Les émotions sont-elles incompatibles avec la stratégie de l'entreprise ?

Décryptages
Outils
TAILLE DU TEXTE

benedicte-haubold-artelieBénédicte Haubold, Artélie Conseil, nous explique pourquoi il est nécessaire de prendre en compte les émotions dans le cadre de la stratégie de l'entreprise.

Les Français travaillent au minimum sept heures par jour. Le lieu de travail devient inextricablement un lieu de vie, d’échange et de partage où l’on exprime consciemment ou inconsciemment ses émotions. Personne n’est épargné par la vie de l’entreprise ; salariés, managers ou membres de la direction, nous sommes tous, sans exception, impactés d’une manière ou d’une autre. Lorsque celle-ci est frappée par un événement complexe qui nécessite des changements profonds d’organisation, comme une restructuration ou une réorganisation par exemple, les émotions sont mises à l’épreuve. Bien souvent colorés de manière négative (anticipations anxieuses, tensions relationnelles, manifestations corporelles du stress : tachycardie, troubles du sommeil, etc.), les ressentis deviennent autant d’obstacles à la réalisation de la nouvelle stratégie.

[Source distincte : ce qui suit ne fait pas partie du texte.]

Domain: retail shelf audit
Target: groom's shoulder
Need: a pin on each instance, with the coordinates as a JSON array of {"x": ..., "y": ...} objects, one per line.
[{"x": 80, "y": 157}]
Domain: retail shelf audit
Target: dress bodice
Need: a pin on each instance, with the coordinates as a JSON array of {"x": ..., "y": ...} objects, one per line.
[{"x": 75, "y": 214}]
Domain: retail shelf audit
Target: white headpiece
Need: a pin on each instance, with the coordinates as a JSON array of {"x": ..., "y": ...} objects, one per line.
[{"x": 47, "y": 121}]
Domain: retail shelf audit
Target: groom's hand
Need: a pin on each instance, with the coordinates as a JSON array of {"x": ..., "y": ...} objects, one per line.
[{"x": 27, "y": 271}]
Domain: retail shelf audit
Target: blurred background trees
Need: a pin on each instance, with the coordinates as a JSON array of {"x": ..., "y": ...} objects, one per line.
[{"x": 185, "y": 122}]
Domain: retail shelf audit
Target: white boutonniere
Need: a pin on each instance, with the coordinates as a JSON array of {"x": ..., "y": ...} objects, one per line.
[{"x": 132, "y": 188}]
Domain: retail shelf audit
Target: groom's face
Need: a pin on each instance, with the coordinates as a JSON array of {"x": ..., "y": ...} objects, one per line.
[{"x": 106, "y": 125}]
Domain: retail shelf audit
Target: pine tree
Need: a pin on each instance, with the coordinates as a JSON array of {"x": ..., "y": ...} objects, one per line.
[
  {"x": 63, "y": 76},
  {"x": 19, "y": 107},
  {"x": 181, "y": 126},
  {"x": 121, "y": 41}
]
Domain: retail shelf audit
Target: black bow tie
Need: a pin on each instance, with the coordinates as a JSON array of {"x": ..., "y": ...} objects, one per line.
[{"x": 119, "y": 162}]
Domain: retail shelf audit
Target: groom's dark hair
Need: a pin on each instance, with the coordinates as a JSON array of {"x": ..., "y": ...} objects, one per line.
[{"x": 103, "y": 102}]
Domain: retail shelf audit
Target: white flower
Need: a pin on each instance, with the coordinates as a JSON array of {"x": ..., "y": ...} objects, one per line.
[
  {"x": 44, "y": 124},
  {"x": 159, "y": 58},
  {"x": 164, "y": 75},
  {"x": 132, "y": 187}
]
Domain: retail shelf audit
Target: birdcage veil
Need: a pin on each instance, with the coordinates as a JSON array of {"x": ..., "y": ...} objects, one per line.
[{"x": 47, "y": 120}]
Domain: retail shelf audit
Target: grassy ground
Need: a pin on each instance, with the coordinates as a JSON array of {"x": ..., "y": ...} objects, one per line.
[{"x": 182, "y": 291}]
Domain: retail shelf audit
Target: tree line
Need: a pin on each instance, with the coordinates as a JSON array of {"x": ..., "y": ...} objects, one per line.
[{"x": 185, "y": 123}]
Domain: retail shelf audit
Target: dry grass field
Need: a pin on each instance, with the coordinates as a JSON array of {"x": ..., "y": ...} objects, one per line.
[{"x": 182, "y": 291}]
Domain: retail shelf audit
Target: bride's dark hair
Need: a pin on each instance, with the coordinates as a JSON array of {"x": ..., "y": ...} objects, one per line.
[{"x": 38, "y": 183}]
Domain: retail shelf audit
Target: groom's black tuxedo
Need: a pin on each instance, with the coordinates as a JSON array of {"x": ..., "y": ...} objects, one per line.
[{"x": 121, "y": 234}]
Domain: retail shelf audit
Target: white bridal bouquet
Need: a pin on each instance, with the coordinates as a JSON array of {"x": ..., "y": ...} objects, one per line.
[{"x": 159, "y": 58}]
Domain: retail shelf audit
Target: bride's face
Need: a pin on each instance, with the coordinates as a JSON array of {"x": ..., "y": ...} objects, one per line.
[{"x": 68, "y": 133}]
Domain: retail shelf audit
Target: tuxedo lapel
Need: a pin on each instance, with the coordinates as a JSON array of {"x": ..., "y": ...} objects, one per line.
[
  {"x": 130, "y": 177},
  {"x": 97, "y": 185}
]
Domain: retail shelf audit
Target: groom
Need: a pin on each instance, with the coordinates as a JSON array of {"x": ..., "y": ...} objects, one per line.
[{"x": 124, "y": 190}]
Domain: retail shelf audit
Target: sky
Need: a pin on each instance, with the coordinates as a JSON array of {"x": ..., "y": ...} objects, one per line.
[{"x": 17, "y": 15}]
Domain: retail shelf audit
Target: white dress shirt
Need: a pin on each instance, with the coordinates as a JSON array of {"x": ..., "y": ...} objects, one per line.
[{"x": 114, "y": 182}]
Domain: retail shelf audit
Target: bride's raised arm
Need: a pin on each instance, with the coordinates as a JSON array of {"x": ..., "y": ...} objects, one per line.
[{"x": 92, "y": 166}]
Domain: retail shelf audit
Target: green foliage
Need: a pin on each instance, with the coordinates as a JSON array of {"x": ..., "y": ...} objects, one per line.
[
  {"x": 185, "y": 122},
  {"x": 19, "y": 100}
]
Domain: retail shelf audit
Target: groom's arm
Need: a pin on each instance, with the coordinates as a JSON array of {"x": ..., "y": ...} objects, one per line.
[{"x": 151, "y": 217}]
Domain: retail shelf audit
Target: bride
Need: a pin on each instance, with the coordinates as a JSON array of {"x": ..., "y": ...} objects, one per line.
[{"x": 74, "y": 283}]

La confrontation émotions / stratégie trop souvent négligée

Artélie Conseil, spécialiste des questions de relations entre risques humains et stratégie business, constate que les entreprises ne prennent que trop rarement en compte les émotions de leurs équipes dans la gestion même des opérations. Ce sont pourtant bel et bien les ressentis qui vont en très grande partie conditionner la capacité des uns et des autres à se remobiliser, à se réengager.
Dans un contexte où la réalisation des objectifs stratégiques devient l’unique priorité des actionnaires / directions, il convient de s’interroger sur les outils qui permettront d’explorer de manière constructive les doutes, les craintes et les frustrations qui ne manquent pas d’assaillir les esprits.
Cette étape essentielle permettra aux directions, actionnaires, fonds ou encore aux parties prenantes d’avoir accès à ces émotions, tout au long du processus, et de les considérer stratégiquement dans la mise en œuvre de la restructuration / réorganisation.

Deux étapes cruciales dans la prise en considération des émotions

1. Prendre conscience de l’impact des changements professionnels sur la vie des salariés pour rassurer, motiver et entraîner les équipes dans la même direction.
2. Une grande majorité des émotions négatives liées aux situations complexes a trait à la gestion du quotidien. Il est primordial pour les managers de s’en saisir activement pour gérer leurs propres équipes et être en posture d’anticipation.

Laisser la place à l’expression des émotions par l’implication active dans la stratégie

Paradoxalement, Artélie constate des expériences naissantes sur le terrain, lors des phases émotionnelles importantes, qui prouvent qu’émotions et stratégie peuvent être cohérentes.
Un exemple peu classique où des salariés se positionnent comme partie prenante "active". Ils forment ainsi des groupes par service, par département ou encore sous l’égide d’une personne volontaire, bien souvent non manager, pour faire état des "questionnements" en cours.
Ces questions remontent par un processus structuré aux dirigeants, aux actionnaires et aux Instances Représentatives du Personnel.
Il s’agit ici d’une démarche participative où les salariés expriment des émotions communes utiles à l’avancée des projets.
Attention, il ne convient pas de faire état de toutes les émotions de tout un chacun, mais de recenser celles qui bloquent la motivation et l’engagement de toute une équipe à la nouvelle stratégie... et dont le règlement favoriserait donc la mise en oeuvre.
L’écoute à l’épreuve de la stratégie en impliquant activement ceux qui subissent la situation peut être la clé d’une restructuration / réorganisation efficace et plus rapide. Les émotions ne sont donc pas incompatibles avec une stratégie business ; il faut tout simplement les utiliser de manière positive et constructive. Canaliser et filtrer avant de les faire remonter à travers un process clair et structuré et ainsi impliquer l’ensemble des personnes concernées par un projet semble évident. Mais comme toutes les évidences en période de crise, on passe à côté sans même y avoir pensé...

Les entreprises ne prennent que trop rarement en compte les émotions de leurs équipes dans la gestion même des opérations.